Astutuscaris differs from Guangweicaris in its overall body shape, the morphology of its frontalmost appendages, which are not comparable to the antennae of Guangweicaris, and in lacking medial axial spines on the exoskeleton. It is also distinct from juvenile stages of Fuxianhuia, having more trunk tergites, a different appendage organization, and two terminal spines that do not resemble the caudal flukes of Fuxianhuia. Although the morphology of the first limb beneath the head resembles that of Chengjiangocaris, the presence of one pair of appendages beneath each tergite and the terminal spines differentiate Astutuscaris from any member of Fuxianhuiida.

=== Artiopoda ===
The pair of terminal spines in Astutuscaris may represent modified appendages of the terminal somite, similar to those observed in vicissicaudates.
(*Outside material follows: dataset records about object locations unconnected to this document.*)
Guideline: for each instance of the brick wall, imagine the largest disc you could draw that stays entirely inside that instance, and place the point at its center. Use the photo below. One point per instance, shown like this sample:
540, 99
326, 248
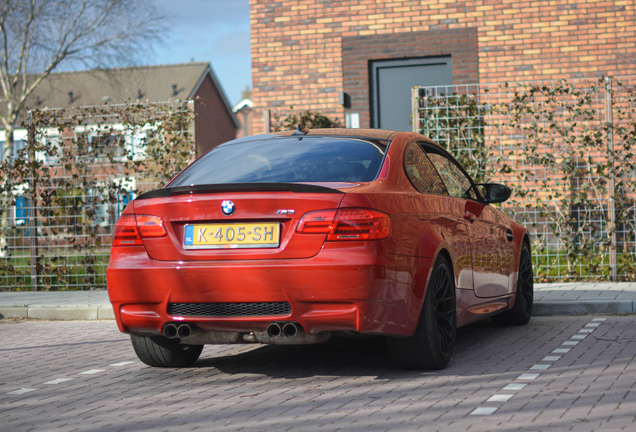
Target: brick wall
298, 57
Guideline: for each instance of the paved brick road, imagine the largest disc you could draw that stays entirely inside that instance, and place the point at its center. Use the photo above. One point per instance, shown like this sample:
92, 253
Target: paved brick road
557, 373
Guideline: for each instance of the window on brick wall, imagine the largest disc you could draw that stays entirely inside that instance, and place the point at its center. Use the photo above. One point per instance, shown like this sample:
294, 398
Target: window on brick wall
391, 82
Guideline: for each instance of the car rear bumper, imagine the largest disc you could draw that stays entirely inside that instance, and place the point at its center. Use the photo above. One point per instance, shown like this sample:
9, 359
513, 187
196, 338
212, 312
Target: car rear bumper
353, 288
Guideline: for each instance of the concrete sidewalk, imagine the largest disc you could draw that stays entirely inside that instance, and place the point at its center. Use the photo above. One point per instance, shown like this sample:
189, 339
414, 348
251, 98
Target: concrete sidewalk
573, 298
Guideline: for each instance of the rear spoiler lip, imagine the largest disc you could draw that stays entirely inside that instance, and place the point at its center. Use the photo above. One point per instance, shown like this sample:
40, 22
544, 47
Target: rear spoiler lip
237, 187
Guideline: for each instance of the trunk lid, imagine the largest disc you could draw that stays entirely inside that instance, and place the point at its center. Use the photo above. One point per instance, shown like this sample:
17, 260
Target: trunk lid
188, 211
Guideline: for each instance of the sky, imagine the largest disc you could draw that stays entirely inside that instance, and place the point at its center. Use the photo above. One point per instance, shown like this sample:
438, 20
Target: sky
214, 31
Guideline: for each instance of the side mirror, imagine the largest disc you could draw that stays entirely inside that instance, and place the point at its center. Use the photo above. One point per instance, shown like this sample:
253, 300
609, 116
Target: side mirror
494, 192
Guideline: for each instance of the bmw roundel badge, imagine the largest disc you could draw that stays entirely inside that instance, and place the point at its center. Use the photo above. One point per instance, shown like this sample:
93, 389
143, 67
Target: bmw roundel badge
228, 208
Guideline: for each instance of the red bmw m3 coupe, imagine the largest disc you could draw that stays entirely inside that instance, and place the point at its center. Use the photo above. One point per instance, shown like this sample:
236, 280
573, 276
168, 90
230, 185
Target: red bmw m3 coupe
290, 238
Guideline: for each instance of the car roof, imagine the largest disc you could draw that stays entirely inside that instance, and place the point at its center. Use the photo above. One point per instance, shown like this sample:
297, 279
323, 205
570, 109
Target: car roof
379, 134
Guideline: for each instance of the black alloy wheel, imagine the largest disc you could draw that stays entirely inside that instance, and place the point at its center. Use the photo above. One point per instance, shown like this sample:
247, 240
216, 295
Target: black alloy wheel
521, 312
445, 311
431, 346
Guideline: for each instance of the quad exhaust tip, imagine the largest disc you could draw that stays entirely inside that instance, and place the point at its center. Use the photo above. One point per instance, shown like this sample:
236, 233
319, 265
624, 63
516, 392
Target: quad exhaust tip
274, 330
289, 330
170, 331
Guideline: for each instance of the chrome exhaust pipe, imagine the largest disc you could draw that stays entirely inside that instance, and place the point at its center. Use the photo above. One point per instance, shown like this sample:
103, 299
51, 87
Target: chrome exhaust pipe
274, 330
290, 330
184, 331
170, 331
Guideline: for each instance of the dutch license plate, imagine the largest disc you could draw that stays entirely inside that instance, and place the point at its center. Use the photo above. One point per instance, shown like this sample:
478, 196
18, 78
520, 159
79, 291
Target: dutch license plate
230, 236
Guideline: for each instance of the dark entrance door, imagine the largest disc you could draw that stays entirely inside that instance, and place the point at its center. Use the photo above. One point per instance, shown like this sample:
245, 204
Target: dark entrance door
391, 83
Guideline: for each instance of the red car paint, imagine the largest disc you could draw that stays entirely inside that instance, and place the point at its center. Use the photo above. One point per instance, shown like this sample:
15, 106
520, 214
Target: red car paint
366, 286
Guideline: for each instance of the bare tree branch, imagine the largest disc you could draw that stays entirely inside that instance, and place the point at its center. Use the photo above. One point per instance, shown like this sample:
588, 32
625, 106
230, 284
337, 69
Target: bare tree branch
38, 36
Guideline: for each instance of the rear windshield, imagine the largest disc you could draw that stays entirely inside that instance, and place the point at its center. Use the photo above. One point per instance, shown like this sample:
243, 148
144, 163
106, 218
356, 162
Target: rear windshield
287, 160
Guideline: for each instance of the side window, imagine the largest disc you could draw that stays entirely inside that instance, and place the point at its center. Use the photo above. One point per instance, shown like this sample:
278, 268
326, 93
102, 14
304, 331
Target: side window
457, 184
421, 172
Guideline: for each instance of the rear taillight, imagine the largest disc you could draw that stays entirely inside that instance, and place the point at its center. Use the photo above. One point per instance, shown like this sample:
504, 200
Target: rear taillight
130, 229
347, 224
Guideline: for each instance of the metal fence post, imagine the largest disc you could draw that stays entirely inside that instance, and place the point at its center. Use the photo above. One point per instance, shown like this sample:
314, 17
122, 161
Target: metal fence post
610, 193
266, 121
415, 106
33, 214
If so, Astutuscaris could represent a vicissicaudate-like euarthropod. However, its general anatomy differs from artiopods.

== Ecology ==
Astutuscaris is part of the Guanshan Biota, a Lagerstätte dating back to the Cambrian Stage 4 between the Maotianshan Shales and the Burgess Shale. It represents a marine shallow offshore environment. It was probably affected by cyclic fair weather and storm conditions. It is characterized by abundant brachiopods, which suggests regular mixing between oxygen-enriched water and stagnant bottom water, favoring high nutrient conditions and suspension feeders. The biota provides diverse non-trilobite arthropods like radiodonts (Guanshancaris and Paranomalocaris), fuxianhuiids (Guangweicaris), and enigmatic euarthropods (Lihuacaris).